Ils rappellent que si Optilab va de l’avant dans sa mouture actuelle, 70 % des analyses réalisées dans les deux laboratoires de Lanaudière seront transférées vers Laval, entraînant des pertes d’emplois directs dans plusieurs de nos hôpitaux. « Pertes d’emploi, exode de l’expertise, impacts économiques : encore une fois, le gouvernement se livre à une opération de centralisation, au détriment des régions du Québec », s’indigent-t-ils, soulignant au passage le stress important et les inquiétudes que ces chambardements et les pertes d’emplois associées font vivre aux travailleurs du réseau, comme en ont témoigné les représentants de la CSN en point de presse.

Les député(e)s font également écho aux craintes liées au transport des échantillons sur plusieurs kilomètres, ce qui pourrait occasionner des problèmes de traçabilité, des pertes de spécimens, une altération de leur contenu et des délais dans la transmission des résultats : « On ne parle pas de n’importe quelle marchandise! Une analyse perdue peut avoir de graves conséquences sur le délai d’émission d’un diagnostic, le traitement d’un problème de santé. Ce sont des vies humaines qui sont en jeu. »

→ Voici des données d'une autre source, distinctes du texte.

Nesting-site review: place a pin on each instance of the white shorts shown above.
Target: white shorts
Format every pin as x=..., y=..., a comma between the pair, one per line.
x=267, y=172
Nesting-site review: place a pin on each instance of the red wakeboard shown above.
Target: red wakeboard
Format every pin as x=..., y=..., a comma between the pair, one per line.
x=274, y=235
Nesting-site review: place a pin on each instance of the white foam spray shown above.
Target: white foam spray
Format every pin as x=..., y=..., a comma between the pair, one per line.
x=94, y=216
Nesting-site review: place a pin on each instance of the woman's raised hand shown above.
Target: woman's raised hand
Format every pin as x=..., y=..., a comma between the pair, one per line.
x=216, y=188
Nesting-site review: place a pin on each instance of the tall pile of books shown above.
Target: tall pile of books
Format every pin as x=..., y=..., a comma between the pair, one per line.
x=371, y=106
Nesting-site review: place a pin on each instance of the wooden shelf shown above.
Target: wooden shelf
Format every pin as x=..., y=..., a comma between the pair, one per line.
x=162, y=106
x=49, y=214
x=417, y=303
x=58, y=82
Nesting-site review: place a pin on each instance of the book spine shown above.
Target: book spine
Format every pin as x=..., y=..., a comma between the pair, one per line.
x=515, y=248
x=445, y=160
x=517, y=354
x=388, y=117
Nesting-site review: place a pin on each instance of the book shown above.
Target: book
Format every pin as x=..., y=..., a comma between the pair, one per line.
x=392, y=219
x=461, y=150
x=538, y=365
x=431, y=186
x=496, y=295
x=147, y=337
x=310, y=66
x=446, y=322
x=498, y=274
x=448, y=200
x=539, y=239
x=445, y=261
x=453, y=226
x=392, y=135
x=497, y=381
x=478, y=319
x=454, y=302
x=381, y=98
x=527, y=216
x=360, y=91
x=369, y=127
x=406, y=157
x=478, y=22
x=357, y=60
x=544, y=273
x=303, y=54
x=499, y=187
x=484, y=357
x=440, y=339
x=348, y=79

Cette réforme du gouvernement libéral, ajoutent-ils, vise encore à favoriser le privé au détriment du secteur public, avec le transport des échantillons qui sera confié à des sous-traitants externes, et l’achat d’équipements de fine pointe pour équiper les labos qui se fera auprès d’un même fournisseur, « soulevant des questions au chapitre de l’imputabilité ».

Le Parti Québécois a demandé à plusieurs reprises au ministre Barrette de dresser un portrait clair, par l’entremise de l’Institut d’excellence en santé et en services sociaux (INESSS), des conséquences qu’aura le projet Optilab pour les patients, les travailleurs, les services à la population et le réseau de la santé. « Nos demandes sont restées lettre morte », déplorent les quatre députés, qui pressent en outre la ministre régionale et des régions, Lise Thériault, d’intervenir pour « faire entendre raison à son collègue de la santé. »

« Le ministre Barrette agit de façon complètement irresponsable en allant de l’avant avec ce projet dont il est incapable d’évaluer les impacts, ni même de démontrer l’efficacité, sans compter les échéanciers qui sont complètement irréalistes. Nous n’allons pas baisser la garde dans ce dossier. Nous sommes derrière les travailleurs, derrière les patients, derrière la population et derrière la mobilisation », concluent-ils.